As LBD progresses or reaches higher severity, additional symptoms may occur:
- Problems with movement and posture
- Muscle stiffness
- Daytime sleepiness
- Confusion
- Staring spells
- Sleep disturbances (trouble sleeping at night)
- Nonvisual hallucinations such as hearing or smelling things that are not present
- Changes in personality and behavior
- Problems with speaking or understanding
Remember that these symptoms can vary between individuals. It's important to report any sudden or major changes in functional ability or behavior to a doctor for proper evaluation and diagnosis.
To diagnose Lewy body dementia, doctors commonly perform the following examinations, tests, and procedures:
- Physical exam: The healthcare provider will look for physical signs of a medical problem, such as pain, swelling, or the presence of masses within the body.
- Neurological exam: This involves testing an individual's balance and muscle stiffness to check for movement changes associated with Lewy body dementia.
- Cognitive function tests: Activities or tests may be recommended to evaluate cognitive function and differentiate between different types of dementia.
- Imaging tests: While there is no single imaging test for diagnosing Lewy body dementia, brain imaging through MRI or CT scans can help support a diagnosis or rule out other possible causes.
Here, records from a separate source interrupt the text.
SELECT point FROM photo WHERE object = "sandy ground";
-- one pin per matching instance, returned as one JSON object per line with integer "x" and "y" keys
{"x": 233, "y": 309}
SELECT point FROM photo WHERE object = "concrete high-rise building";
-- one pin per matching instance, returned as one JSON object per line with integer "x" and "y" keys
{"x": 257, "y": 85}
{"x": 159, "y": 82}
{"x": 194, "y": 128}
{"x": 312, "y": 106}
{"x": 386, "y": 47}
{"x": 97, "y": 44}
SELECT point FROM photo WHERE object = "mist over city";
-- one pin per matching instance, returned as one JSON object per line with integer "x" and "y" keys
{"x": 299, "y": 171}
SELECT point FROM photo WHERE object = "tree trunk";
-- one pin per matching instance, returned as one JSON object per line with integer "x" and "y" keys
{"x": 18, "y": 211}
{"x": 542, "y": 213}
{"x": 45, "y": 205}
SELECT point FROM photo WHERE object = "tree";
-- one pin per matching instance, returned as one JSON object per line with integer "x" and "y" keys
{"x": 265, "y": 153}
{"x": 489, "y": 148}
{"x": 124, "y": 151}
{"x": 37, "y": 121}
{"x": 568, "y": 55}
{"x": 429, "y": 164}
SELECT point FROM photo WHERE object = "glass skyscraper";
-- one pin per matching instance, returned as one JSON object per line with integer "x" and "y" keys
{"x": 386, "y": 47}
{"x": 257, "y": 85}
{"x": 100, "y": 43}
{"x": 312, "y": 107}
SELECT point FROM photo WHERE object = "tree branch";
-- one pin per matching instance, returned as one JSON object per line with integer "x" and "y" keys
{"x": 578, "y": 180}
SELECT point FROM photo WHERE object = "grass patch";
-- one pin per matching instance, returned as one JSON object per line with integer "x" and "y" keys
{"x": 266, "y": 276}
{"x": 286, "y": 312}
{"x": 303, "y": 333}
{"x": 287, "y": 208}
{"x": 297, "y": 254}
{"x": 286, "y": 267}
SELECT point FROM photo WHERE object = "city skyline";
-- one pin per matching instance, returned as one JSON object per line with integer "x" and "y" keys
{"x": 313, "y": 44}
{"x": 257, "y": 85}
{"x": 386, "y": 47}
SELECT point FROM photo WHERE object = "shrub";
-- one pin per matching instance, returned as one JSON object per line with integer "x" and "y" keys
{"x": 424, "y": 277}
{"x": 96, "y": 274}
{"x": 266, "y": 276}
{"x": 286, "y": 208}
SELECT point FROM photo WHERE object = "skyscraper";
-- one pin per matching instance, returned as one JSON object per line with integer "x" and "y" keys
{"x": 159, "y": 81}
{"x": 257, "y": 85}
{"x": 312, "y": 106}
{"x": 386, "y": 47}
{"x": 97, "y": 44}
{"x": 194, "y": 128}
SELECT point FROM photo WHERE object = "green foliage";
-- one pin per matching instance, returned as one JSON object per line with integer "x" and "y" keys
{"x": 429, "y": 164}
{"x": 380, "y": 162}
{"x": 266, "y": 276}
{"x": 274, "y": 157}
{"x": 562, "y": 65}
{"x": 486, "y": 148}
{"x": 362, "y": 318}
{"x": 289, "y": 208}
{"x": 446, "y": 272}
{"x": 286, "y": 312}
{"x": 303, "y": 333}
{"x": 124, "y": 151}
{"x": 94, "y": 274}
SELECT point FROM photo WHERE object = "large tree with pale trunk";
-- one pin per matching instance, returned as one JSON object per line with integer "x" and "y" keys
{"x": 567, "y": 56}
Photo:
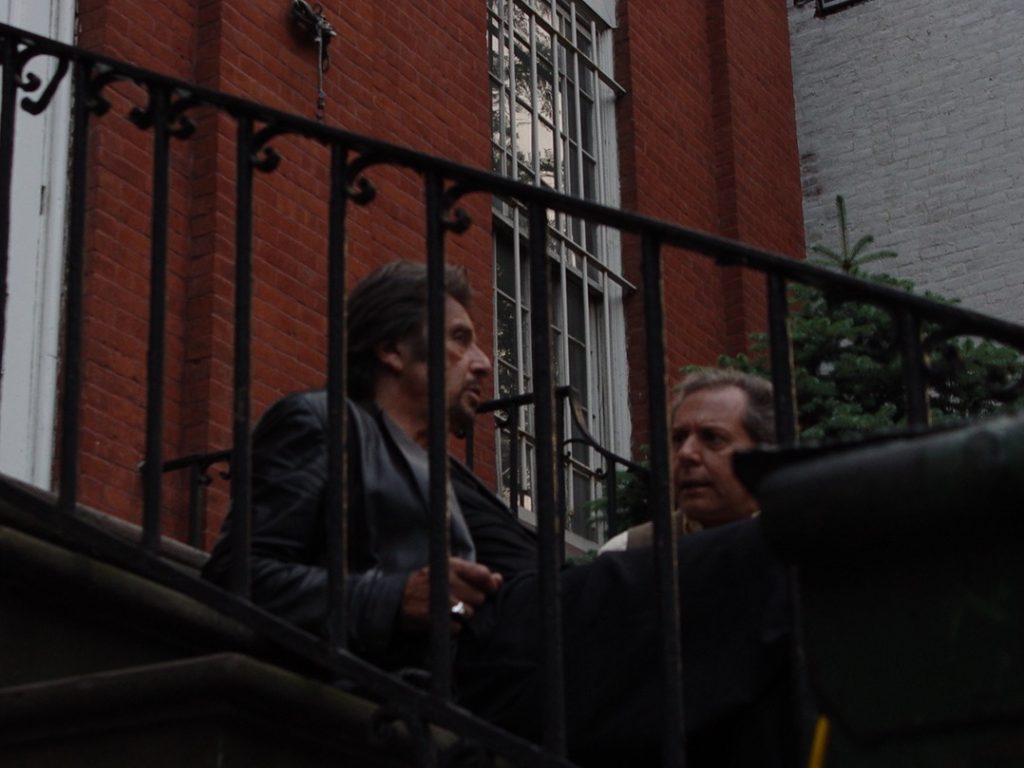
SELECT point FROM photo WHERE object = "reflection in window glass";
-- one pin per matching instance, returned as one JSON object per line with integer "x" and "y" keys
{"x": 546, "y": 71}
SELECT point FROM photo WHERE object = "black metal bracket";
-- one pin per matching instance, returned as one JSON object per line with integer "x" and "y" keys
{"x": 310, "y": 20}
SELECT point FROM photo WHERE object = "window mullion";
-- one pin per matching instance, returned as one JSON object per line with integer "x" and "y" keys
{"x": 513, "y": 142}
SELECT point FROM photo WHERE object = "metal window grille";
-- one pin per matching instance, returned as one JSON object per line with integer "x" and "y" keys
{"x": 552, "y": 125}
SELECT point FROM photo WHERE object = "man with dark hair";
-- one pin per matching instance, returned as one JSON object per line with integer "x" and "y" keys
{"x": 734, "y": 658}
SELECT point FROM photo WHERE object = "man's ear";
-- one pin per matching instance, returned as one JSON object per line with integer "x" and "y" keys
{"x": 391, "y": 356}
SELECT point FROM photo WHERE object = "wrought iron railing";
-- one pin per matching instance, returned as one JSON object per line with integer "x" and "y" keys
{"x": 607, "y": 470}
{"x": 352, "y": 157}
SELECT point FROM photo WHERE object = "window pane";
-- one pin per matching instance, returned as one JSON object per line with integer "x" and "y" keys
{"x": 554, "y": 122}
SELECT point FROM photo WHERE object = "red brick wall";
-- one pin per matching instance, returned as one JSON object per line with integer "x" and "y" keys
{"x": 397, "y": 72}
{"x": 707, "y": 139}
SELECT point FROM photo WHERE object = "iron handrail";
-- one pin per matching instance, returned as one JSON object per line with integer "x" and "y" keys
{"x": 169, "y": 100}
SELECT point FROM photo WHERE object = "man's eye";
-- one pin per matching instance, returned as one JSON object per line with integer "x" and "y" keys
{"x": 714, "y": 439}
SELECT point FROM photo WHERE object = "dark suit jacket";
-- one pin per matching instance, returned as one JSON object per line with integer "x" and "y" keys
{"x": 388, "y": 525}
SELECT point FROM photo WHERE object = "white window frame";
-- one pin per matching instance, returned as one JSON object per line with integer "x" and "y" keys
{"x": 39, "y": 194}
{"x": 594, "y": 265}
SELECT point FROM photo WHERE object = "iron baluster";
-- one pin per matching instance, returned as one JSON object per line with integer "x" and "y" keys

These tests can identify brain conditions like bleeding or tumors that may cause similar symptoms.
Additional examinations, tests, and procedures to determine the stage or severity of Lewy body dementia may include:
- Sleep studies: Sleep changes are common in Lewy body dementia, and sleep studies can reveal these changes.
- Genetic testing: Genetic tests using blood, saliva, or other tissues can help identify changes in genes, chromosomes, or proteins that may be associated with Lewy body dementia.
It's important to consult with your healthcare provider about which specific examinations, tests, and procedures are appropriate for your individual situation.
The goals of treatment for Lewy Body Dementia (LBD) are to manage symptoms, improve quality of life, and provide support for both individuals with LBD and their caregivers. Here are the different types of treatments and how they work to achieve these goals:
Medications:
- Some medications used for Alzheimer's disease may also be beneficial for LBD. These may include medications to boost concentration, treat sleep difficulties, or address hallucinations.
Therapies:
- Cognitive behavioral therapy can help improve mental health by addressing negative thoughts and behaviors.
- Music or art therapy can reduce feelings of distress or agitation.
Therapeutic procedures:
- Occupational therapists can help individuals manage difficulties with balance and daily activities.
- Physiotherapists can assist with physical symptoms and mobility issues.
- Speech therapists can help with swallowing difficulties.
Health behavior changes:
- Making home safety updates and identifying helpful equipment can make everyday tasks easier.
- Support groups provide practical solutions, emotional support, and social connections for individuals with LBD and their caregivers.
It's important to note that while these treatments can help manage symptoms, there is currently no cure for LBD. Consulting with a healthcare professional is crucial in developing an individualized treatment plan. Medication dosing may be affected by many factors. Check with your health care professional about dosing for your individual situation. Other side effects can occur. Check with your health care professional or read the information provided with your medication for additional side effect information.